By Any Name, We’ve Covered Swarthmore Since 1893
Unlike most communities its size, Swarthmore has had a continuously operating newspaper covering both borough and college news for nearly 125 years. These historic newspapers, which soon will be available online, contain a detailed social history of daily borough life from the late 19th century through the present day.
The earliest paper in our possession is from July 7, 1894; its masthead notes July 25, 1893 as the day The Swarthmore was first entered at the Post Office. The editor and proprietor of The Swarthmore was the Rev. John A. Cass, who at the time was the secretary and treasurer for the College Tract Residence Company located in Swarthmore. He was also the pastor of the United Evangelical Church, the only church in the borough in 1893, and a member of the first Borough Council.
Mr. Eugene Lincoln Pratt, took over as editor and publisher of The Swarthmore when Rev. John A. Cass relinquished the paper to him in 1897. Mr. Pratt, a world renown breeder of queen bees, published the paper until his untimely death from pneumonia in March of 1909. For months after his death, his wife, Grace Barnes Pratt, along with their daughter, Rachel, kept the paper going until October of 1909, when a group of citizens bought the paper as a public enterprise and incorporated The Swarthmore Publishing Company. They were: J.B. Garwood (business manager), William T. Ellis, J.R. Hayes, Albert N. Garrett, R.P. Logan, Roy B. Pace and Ella Roberts Young (editorial staff).
After a time, The Swarthmore became too much of a burden for these men and they negotiated the sale of the paper to Mrs. Edwin A. Yarnall.
Mrs. Yarnall, who purchased the paper in 1909, changed its name from The Swarthmore to The Swarthmore News, and incorporated it under the Swarthmore Publishing Company. Mrs. Yarnall edited the paper for many years and sold it around 1914 to Mrs. Julia Hazard.

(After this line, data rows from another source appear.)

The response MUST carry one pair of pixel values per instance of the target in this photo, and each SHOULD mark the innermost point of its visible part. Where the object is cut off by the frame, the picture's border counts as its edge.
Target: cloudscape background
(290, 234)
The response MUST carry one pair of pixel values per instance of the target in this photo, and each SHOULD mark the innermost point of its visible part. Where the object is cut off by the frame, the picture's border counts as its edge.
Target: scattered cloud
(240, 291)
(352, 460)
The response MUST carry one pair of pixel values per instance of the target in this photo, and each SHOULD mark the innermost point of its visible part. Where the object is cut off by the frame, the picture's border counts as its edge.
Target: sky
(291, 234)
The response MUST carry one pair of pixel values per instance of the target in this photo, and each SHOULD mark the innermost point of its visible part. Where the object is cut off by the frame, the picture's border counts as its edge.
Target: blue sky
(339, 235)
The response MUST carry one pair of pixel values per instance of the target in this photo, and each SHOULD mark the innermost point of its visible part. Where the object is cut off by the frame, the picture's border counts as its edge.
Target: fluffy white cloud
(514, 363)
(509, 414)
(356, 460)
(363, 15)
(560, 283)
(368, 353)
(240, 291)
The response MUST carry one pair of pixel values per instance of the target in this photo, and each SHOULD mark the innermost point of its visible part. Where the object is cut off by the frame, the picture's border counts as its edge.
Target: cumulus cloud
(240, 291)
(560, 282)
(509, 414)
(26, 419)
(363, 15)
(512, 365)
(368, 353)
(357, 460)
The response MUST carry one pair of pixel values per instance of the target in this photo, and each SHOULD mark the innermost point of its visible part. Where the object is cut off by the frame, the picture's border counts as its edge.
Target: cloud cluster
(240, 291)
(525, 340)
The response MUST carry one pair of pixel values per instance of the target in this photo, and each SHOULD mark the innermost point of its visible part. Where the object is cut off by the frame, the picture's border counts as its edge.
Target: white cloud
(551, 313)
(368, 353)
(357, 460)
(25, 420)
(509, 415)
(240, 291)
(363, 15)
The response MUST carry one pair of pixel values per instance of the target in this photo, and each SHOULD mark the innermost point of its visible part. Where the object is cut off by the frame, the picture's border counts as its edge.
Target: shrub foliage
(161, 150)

Mrs. Hazard took her editorial responsibilities seriously, and actively promoted the paper in Swarthmore and Delaware County as a good advertising medium. Around 1923, she sold her controlling interest in the paper to G. Vincent Butler, who then created several small community papers in Delaware County and incorporated them all, including The Swarthmore News, under the name of Community Newspapers, Inc.
After five years, Community Newspapers, Inc. went out of business, thus ending The Swarthmore News, whose final issue was published the last week in December of 1928. Swarthmore resident Robert Sharples and his wife, Ann, recognized how important a local newspaper was to the community and immediately launched a new publication in January 1929 named The Swarthmorean. With little gap between the demise of The Swarthmore News and the birth of The Swarthmorean, a local community paper has existed in the borough since the late 19th century. Moreover, from 1929 to the present, it has had only five owners, all Swarthmore residents: Robert (1929-1933) and Ann Sharples (1929-1935); Charles and Mary T. Ervin Parker (1935-1937); Peter Told (1937- 1976); Lewis and Kay Rinko (1976-1989); and Beth Gross and Don Delson (1989-present).
The Swarthmorean and its predecessors contain an evolving record of daily life in a small town. Its success in a large part has been due to the owners and editors who understood that the paper was an essential part of the town’s identity. Beth Gross, who with Don Delson purchased The Swarthmorean from Lewis Rinko in 1989, perhaps summed it up the best when she said: “… although we own the paper, we feel the paper really belongs to the community.”